- Born: September 6, 1862 Dayton, Ohio, US
- Died: December 31, 1897 (aged 35)
- Known for: Founder of Huffy Bicycle Company

= George Huffman =

US businessman

George Phillips Huffman (September 6, 1862 – December 31, 1897) was an American businessman. His Davis Sewing Machine Company, which began producing bicycles in the late 19th century, was the precursor to the Huffman Manufacturing Company (later became the Huffy Corporation), a manufacturer of bicycles.

==Early career==

Huffman was born September 6, 1862, in Dayton, Ohio. He was educated at the Cooper Academy and then studied law in the offices of Gunckel & Rowe. He worked in real estate and in 1887 he purchased the Kratochwill Flouring Mills and the Kratochwill Milling Company. He was also president of the National Improvement Company, the Monitor Publishing Company, and the Miami Valley Elevator Company. He served as vice-president of the Crume & Sefton Manufacturing Company and treasurer of the Cooper hydraulic Company. He was a director in the Third National Bank, the Homestead Aid Association, the Consolidated Coal and Coke Company of Cincinnati, and YMCA locally. On October 30, 1884, he married Maude C. McKee.
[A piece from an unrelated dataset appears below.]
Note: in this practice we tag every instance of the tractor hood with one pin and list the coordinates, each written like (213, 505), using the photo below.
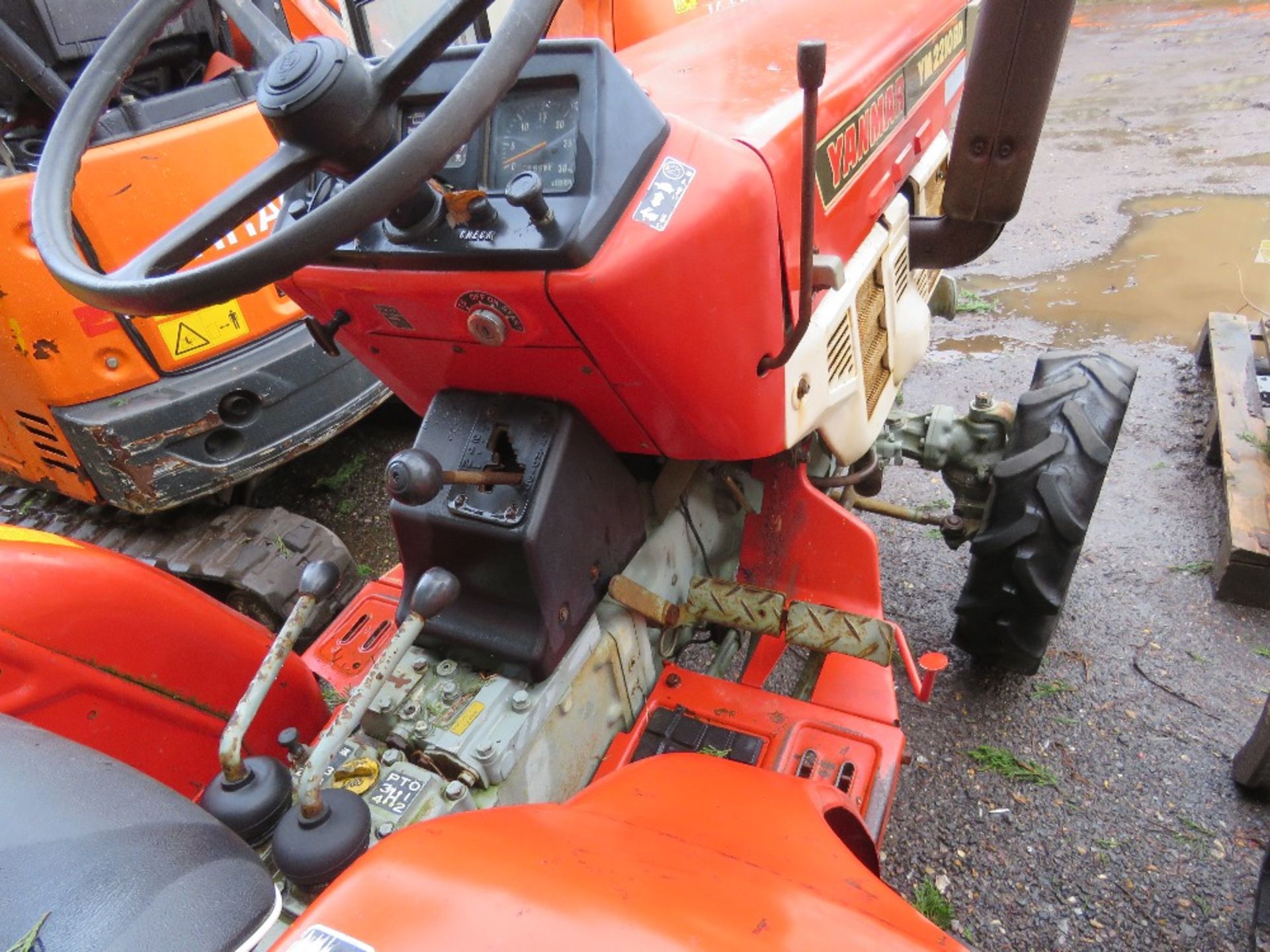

They had two children, Horace Huffman and George P. Huffman Jr.

==Bicycles==

In 1887, Huffman purchased the Davis Sewing Machine Company in Watertown, New York, which manufactured high-quality sewing machines. The following year, Huffman moved the factory to larger facilities in Dayton, Ohio. While continuing to manufacture sewing machines, in 1892 Huffman adapted the factory to produce bicycles.

George P. Huffman died December 31, 1897, of a brain hemorrhage and was interred in the Woodland Cemetery, Dayton, Ohio.